"He's definitely in the future of the ballclub, but [his promotion] really hasn't been discussed that much."
Jones hit his 24th home run of the season Monday night during the opener of a doubleheader against Las Vegas, extending his hitting streak to six games (12-for-33). It's only a matter of time before the former first-round Draft choice becomes a fixture in the Mariners' lineup.
Meanwhile, Vidro keeps plodding along, contributing a hit or two almost every game he plays.
He has been Seattle's hottest hitter since the three-day midseason break, going 17-for-34, and would seem to have no reason to worry about job security.
"He has been real consistent for us all season and has been on fire since the break," McLaren said. "He's been as advertised ... very consistent from both sides of the plate, and he's a good presence in the clubhouse."
After going through a mild slump heading into the All-Star break -- 4-for-23 from July 1-8 -- Vidro returned to Seattle for a three-day breather and refocused.
"I used that time off to rest my legs and reflect on the first half. The break helped me and I'm feeling very good at the plate right now."
And the rumor of his impending demise?
"I didn't hear anything about it, didn't read about it, and I'm glad I didn't," he said. "That's out of my control. All I can do is play the game. If the organization decides to make a move, there's nothing I can do about it."
Vidro matched his single-game career high Monday night when he went 4-for-4 in Seattle's loss to the Rangers. He was out of the lineup for the first game of Tuesday night's doubleheader -- replaced at DH by Ichiro Suzuki -- but was scheduled to return to action in the nightcap.
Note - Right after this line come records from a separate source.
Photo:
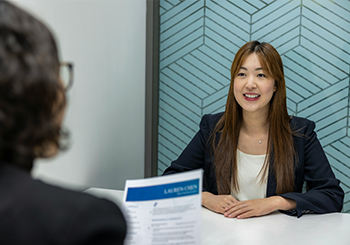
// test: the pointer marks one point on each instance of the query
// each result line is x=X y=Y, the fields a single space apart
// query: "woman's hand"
x=258 y=207
x=217 y=203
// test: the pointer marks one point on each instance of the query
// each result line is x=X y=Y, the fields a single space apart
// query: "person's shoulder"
x=300 y=122
x=69 y=216
x=302 y=125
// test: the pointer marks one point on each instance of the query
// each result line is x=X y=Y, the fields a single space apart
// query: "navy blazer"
x=323 y=195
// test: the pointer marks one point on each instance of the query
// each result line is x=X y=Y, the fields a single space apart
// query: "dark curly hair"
x=31 y=97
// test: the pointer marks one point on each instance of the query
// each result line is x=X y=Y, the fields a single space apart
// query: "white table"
x=272 y=229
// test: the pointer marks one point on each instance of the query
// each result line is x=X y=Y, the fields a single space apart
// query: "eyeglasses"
x=66 y=74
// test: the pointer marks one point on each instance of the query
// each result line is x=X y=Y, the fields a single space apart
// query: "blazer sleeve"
x=193 y=156
x=323 y=193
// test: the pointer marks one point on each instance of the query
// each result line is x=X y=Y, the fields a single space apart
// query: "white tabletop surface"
x=272 y=229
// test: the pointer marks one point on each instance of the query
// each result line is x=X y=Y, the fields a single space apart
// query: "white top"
x=249 y=167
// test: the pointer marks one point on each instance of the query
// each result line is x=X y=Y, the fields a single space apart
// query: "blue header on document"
x=178 y=189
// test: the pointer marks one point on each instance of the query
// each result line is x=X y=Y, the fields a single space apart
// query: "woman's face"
x=253 y=89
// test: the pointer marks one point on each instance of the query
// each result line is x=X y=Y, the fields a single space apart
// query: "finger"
x=246 y=215
x=237 y=210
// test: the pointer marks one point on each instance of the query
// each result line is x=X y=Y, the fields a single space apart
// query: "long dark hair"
x=280 y=150
x=31 y=96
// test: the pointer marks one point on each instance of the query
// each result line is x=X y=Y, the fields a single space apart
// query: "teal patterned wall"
x=198 y=41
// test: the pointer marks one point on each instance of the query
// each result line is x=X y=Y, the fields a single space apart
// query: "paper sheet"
x=164 y=210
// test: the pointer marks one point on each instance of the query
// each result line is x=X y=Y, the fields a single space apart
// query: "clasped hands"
x=232 y=208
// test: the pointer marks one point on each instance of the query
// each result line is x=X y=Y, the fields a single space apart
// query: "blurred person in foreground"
x=32 y=105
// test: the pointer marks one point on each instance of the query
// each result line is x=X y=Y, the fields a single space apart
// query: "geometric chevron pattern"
x=199 y=39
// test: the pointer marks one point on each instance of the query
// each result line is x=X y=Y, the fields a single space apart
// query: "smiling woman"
x=256 y=158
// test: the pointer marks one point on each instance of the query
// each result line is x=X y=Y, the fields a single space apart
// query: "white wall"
x=106 y=42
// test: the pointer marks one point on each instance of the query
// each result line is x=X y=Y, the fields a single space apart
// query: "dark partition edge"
x=152 y=88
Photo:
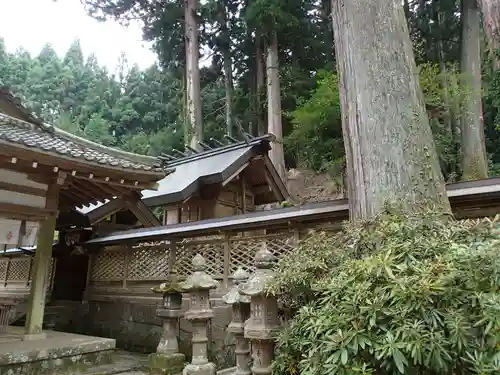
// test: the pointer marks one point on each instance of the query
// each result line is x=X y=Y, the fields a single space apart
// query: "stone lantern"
x=198 y=285
x=241 y=311
x=167 y=360
x=263 y=323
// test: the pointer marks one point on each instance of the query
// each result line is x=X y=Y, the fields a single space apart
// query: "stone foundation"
x=60 y=353
x=135 y=326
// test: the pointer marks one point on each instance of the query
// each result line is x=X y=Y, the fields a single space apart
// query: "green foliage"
x=397 y=295
x=316 y=137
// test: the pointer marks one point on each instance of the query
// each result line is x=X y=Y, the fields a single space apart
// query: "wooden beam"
x=128 y=184
x=23 y=189
x=17 y=211
x=143 y=213
x=105 y=210
x=84 y=195
x=93 y=197
x=243 y=185
x=235 y=174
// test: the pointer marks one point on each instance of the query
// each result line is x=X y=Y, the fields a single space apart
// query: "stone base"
x=35 y=336
x=205 y=369
x=59 y=353
x=166 y=364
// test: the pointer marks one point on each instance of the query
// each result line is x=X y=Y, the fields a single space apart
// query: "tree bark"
x=471 y=121
x=259 y=67
x=194 y=133
x=491 y=22
x=450 y=107
x=390 y=149
x=274 y=107
x=228 y=71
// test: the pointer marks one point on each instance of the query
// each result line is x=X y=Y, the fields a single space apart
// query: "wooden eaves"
x=468 y=199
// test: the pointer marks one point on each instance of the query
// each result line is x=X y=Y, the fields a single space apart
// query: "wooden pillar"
x=41 y=265
x=227 y=260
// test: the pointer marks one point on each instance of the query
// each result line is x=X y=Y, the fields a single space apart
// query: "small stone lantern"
x=167 y=360
x=198 y=285
x=263 y=323
x=241 y=311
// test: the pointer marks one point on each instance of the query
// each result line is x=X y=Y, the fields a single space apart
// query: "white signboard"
x=9 y=231
x=29 y=237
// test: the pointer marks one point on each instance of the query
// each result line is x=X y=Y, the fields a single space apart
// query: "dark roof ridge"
x=219 y=150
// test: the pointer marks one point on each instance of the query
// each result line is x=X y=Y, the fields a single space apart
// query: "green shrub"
x=399 y=294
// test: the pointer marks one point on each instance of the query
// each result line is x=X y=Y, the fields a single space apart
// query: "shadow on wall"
x=136 y=327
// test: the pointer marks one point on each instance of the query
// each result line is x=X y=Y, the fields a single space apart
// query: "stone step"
x=123 y=363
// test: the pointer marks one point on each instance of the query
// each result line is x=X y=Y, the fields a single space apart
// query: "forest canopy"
x=144 y=111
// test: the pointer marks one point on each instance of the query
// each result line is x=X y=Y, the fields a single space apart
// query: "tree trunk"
x=259 y=67
x=450 y=108
x=274 y=107
x=389 y=145
x=491 y=22
x=471 y=121
x=194 y=133
x=406 y=7
x=228 y=72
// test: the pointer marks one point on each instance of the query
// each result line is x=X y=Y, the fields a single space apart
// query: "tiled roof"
x=49 y=139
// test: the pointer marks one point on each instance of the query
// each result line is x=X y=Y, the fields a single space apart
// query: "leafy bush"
x=400 y=294
x=316 y=138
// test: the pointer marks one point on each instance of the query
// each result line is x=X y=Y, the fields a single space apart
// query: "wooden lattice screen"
x=17 y=272
x=223 y=255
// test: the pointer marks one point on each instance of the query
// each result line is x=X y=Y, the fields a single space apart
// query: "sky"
x=33 y=23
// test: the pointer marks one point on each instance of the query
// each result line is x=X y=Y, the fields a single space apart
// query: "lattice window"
x=19 y=269
x=212 y=250
x=109 y=266
x=148 y=263
x=50 y=275
x=243 y=249
x=3 y=268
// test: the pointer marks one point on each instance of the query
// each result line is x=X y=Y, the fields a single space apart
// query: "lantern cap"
x=233 y=296
x=199 y=279
x=262 y=275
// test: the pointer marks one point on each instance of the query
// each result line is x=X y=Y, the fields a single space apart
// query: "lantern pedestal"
x=198 y=285
x=167 y=360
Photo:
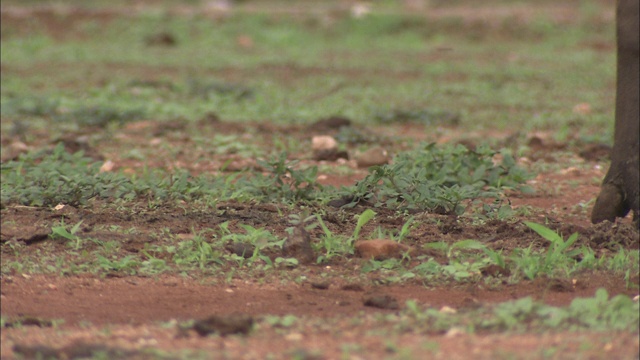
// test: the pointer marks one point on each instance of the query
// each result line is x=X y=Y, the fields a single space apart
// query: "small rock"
x=224 y=325
x=320 y=285
x=494 y=270
x=328 y=124
x=241 y=249
x=372 y=157
x=381 y=302
x=298 y=245
x=326 y=148
x=352 y=287
x=380 y=249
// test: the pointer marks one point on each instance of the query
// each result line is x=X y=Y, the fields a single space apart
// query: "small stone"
x=380 y=249
x=372 y=157
x=224 y=325
x=381 y=302
x=320 y=285
x=298 y=245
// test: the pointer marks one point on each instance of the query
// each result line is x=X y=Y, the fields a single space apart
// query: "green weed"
x=438 y=179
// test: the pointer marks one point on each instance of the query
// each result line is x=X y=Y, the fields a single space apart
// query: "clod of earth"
x=372 y=157
x=298 y=246
x=380 y=249
x=381 y=302
x=224 y=325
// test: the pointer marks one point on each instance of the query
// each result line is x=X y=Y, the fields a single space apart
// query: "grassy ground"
x=196 y=173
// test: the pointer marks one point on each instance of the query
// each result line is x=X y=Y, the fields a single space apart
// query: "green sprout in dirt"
x=337 y=245
x=558 y=257
x=598 y=313
x=438 y=179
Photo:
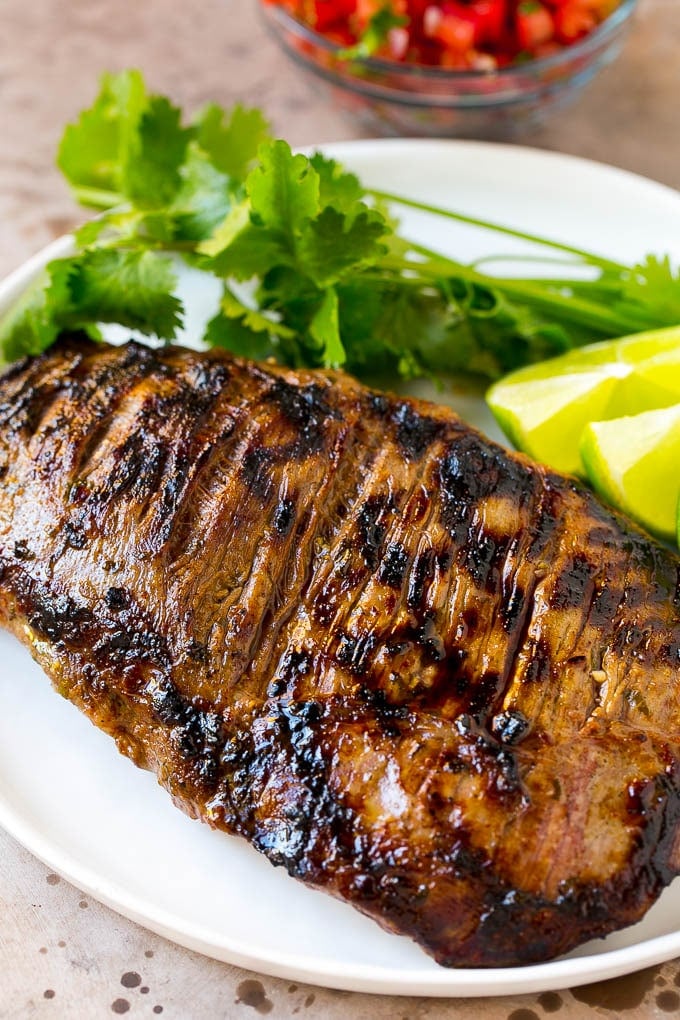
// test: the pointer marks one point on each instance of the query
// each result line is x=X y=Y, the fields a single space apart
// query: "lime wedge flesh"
x=632 y=462
x=544 y=408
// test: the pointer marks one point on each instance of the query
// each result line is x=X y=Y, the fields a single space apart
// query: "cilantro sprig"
x=313 y=267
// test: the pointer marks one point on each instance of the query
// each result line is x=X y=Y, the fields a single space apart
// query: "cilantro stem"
x=97 y=198
x=460 y=217
x=570 y=307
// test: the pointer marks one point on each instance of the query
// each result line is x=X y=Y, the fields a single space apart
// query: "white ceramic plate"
x=67 y=796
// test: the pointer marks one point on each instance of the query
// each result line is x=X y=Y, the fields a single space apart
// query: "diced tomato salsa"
x=461 y=35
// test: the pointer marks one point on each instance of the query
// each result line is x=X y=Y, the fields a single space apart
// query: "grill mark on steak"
x=418 y=672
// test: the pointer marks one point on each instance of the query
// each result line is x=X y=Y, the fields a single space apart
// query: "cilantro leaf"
x=283 y=190
x=155 y=152
x=203 y=199
x=376 y=33
x=92 y=149
x=655 y=283
x=245 y=330
x=337 y=187
x=231 y=141
x=332 y=244
x=32 y=324
x=134 y=289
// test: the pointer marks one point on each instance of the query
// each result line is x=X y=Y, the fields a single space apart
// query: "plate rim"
x=450 y=982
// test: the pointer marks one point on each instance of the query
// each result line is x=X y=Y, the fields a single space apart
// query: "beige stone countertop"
x=62 y=955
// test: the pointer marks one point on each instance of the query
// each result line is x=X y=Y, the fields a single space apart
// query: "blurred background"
x=52 y=54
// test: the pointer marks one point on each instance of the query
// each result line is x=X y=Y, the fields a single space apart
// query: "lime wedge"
x=544 y=408
x=632 y=462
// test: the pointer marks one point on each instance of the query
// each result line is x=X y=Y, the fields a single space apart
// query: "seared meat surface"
x=428 y=676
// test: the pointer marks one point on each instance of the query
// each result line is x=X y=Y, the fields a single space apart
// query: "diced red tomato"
x=459 y=34
x=534 y=23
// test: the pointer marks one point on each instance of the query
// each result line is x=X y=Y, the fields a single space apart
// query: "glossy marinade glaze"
x=421 y=673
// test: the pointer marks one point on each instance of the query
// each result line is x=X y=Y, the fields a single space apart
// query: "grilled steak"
x=428 y=676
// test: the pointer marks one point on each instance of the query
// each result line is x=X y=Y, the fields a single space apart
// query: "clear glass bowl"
x=405 y=99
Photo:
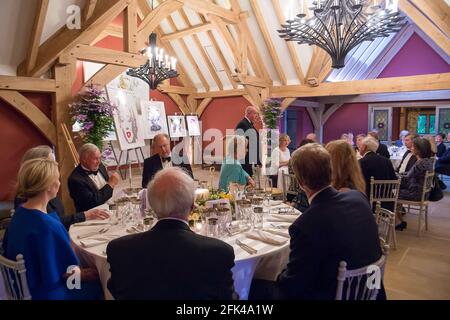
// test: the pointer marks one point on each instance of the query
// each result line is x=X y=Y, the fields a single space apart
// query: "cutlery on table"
x=246 y=247
x=94 y=233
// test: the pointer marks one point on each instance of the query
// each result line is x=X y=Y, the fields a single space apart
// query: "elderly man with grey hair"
x=161 y=159
x=247 y=128
x=170 y=262
x=89 y=183
x=374 y=165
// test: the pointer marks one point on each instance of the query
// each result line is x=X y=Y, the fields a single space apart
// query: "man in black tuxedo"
x=246 y=127
x=162 y=159
x=170 y=262
x=89 y=183
x=382 y=148
x=337 y=226
x=374 y=165
x=408 y=159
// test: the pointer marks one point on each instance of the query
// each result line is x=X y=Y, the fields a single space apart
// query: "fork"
x=90 y=234
x=246 y=247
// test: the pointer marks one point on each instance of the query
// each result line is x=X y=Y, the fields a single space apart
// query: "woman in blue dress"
x=232 y=171
x=42 y=239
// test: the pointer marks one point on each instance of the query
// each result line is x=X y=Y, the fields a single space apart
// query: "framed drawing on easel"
x=154 y=118
x=177 y=126
x=129 y=128
x=193 y=126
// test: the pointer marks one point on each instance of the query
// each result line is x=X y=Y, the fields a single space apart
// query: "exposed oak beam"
x=88 y=9
x=200 y=48
x=36 y=34
x=130 y=28
x=437 y=12
x=31 y=112
x=65 y=39
x=205 y=7
x=189 y=55
x=290 y=44
x=397 y=84
x=107 y=56
x=220 y=94
x=176 y=89
x=154 y=18
x=268 y=41
x=426 y=25
x=188 y=31
x=27 y=84
x=202 y=106
x=180 y=103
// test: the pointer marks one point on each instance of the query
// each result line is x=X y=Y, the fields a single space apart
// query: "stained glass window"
x=432 y=124
x=422 y=124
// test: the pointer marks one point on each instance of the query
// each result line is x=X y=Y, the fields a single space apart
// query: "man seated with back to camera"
x=337 y=226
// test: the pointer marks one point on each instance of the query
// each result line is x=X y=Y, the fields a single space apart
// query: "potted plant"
x=93 y=114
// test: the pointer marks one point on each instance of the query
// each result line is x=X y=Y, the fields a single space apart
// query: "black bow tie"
x=91 y=172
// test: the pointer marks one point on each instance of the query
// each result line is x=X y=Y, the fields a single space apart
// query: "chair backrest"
x=290 y=185
x=386 y=223
x=349 y=282
x=384 y=191
x=427 y=185
x=14 y=278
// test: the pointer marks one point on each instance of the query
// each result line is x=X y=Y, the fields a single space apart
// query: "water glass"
x=258 y=217
x=212 y=228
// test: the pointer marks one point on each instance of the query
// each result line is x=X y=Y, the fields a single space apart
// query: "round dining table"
x=90 y=239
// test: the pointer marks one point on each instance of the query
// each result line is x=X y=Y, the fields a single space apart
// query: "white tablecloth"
x=266 y=264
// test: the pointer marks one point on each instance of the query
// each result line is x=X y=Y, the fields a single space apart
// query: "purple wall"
x=349 y=118
x=416 y=57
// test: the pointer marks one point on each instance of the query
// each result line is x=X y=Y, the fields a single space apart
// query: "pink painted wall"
x=416 y=57
x=348 y=118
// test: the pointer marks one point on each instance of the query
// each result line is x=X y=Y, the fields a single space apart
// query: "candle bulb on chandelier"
x=166 y=62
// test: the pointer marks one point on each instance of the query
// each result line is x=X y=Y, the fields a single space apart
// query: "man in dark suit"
x=408 y=159
x=440 y=146
x=170 y=261
x=382 y=148
x=162 y=159
x=338 y=226
x=443 y=163
x=89 y=183
x=246 y=127
x=374 y=165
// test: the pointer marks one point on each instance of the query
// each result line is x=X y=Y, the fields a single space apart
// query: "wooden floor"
x=420 y=267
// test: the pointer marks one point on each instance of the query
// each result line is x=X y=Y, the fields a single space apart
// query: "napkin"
x=283 y=218
x=274 y=203
x=266 y=237
x=278 y=232
x=89 y=243
x=92 y=223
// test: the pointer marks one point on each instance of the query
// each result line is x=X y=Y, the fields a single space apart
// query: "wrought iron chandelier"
x=158 y=68
x=338 y=26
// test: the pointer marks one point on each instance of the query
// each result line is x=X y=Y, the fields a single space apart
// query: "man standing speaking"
x=246 y=128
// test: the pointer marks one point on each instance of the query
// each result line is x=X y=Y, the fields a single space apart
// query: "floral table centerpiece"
x=94 y=115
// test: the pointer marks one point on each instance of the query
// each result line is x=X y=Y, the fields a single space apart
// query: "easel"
x=73 y=150
x=128 y=162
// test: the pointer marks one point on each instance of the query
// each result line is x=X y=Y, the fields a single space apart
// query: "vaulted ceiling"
x=206 y=45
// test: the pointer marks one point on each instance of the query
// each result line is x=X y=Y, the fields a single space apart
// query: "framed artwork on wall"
x=129 y=128
x=177 y=126
x=193 y=126
x=154 y=118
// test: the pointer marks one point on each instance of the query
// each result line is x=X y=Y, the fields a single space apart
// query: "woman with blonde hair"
x=345 y=170
x=41 y=238
x=55 y=204
x=231 y=170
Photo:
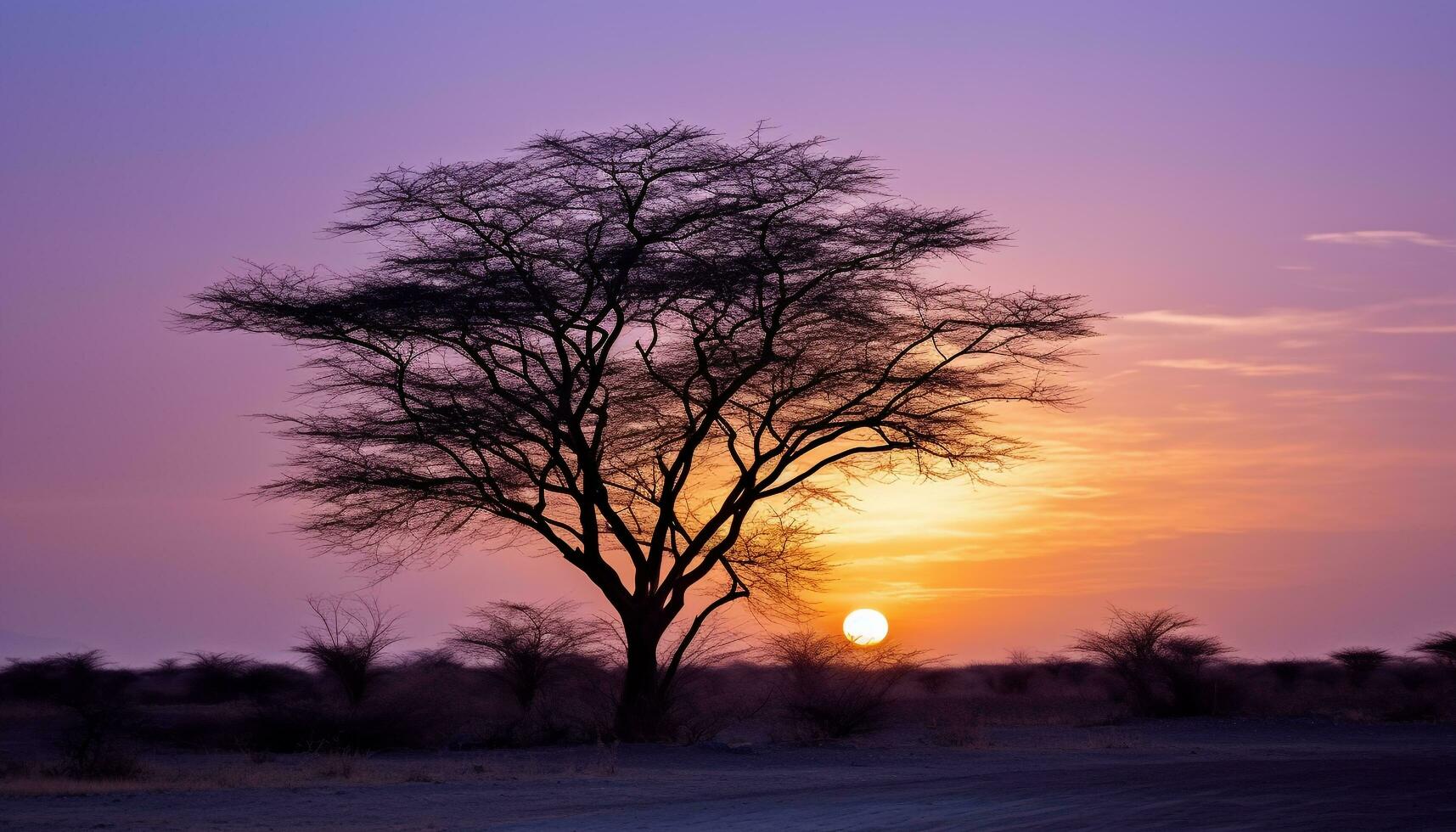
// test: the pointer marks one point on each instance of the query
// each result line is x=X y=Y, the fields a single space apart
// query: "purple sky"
x=1262 y=193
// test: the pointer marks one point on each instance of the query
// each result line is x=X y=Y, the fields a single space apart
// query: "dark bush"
x=1161 y=667
x=835 y=688
x=1360 y=663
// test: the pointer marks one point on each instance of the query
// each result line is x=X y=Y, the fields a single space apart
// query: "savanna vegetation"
x=527 y=675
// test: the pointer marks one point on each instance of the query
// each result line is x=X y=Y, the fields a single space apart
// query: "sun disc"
x=865 y=627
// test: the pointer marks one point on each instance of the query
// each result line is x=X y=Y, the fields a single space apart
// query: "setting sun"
x=865 y=627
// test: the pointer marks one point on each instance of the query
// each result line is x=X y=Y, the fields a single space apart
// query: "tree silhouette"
x=651 y=349
x=526 y=642
x=348 y=640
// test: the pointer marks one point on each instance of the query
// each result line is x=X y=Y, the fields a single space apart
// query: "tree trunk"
x=639 y=711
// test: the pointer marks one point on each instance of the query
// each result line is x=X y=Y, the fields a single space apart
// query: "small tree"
x=1360 y=663
x=527 y=643
x=93 y=694
x=348 y=640
x=1015 y=675
x=836 y=688
x=1439 y=647
x=1149 y=653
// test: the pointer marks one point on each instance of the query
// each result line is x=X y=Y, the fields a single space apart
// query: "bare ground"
x=1199 y=774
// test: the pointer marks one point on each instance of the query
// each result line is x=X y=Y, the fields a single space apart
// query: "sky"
x=1260 y=194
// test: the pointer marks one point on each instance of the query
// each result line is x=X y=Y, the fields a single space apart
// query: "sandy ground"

Among the regulars, Vidro's .307 batting average ranks second on the team to Ichiro's .347 mark. And, as usual, Vidro has been solid from both sides of the plate. He's batting .315 from the right side and .305 from the left, which is par for the course -- he has a .300 career batting average batting left and right.
The Mariners started left-handers Horacio Ramirez, Ryan Feierabend and Jarrod Washburn in the first three games of the Rangers series. When was the last time Seattle started three consecutive lefties?
Let's play two:
The Mariners played the 65th doubleheader in franchise history on Tuesday, and 50 of them have been on the road. Seattle has swept 12 of the twin bills, been swept 16 times and split the other 36.
Barring future rainouts, the Mariners will play one more doubleheader this season -- Sept. 26 against the Indians at Safeco Field. The first game will be the final makeup game of the four-game series that was snowed out in Cleveland during the first week of the regular season.
Kudos for Biggio:
McLaren sung the praises of Astros legend Craig Biggio, who announced on Tuesday that he will retire at the end of the season.
"Here's a class guy who started out as a catcher, moved to second base, then to the outfield and back to second base and got hit by pitches a couple hundred times," said McLaren, a Houston native. "He had a Hall of Fame career."
McLaren, a former catcher, said the difficulty of moving from catcher to second base could be the most difficult switch in the game. Biggio not only made the transition but became an All-Star second baseman.
"I can't imagine going from one skill to another, totally different, the way he did," Mac added.
The answer is ...
The last time three lefties started back-to-back-to-back was July 10-16, 1999, when John Halama, Jeff Fassero and Jamie Moyer combined to start four consecutive games, with the All-Star break in between.
The four-game series against the Rangers, and seven-game road trip, ends Wednesday night with Mariners right-hander Miguel Batista (10-7, 4.32) opposing Rangers right-hander Brandon McCarthy (4-7, 5.53) in a game that starts at 5:35 p.m. PT.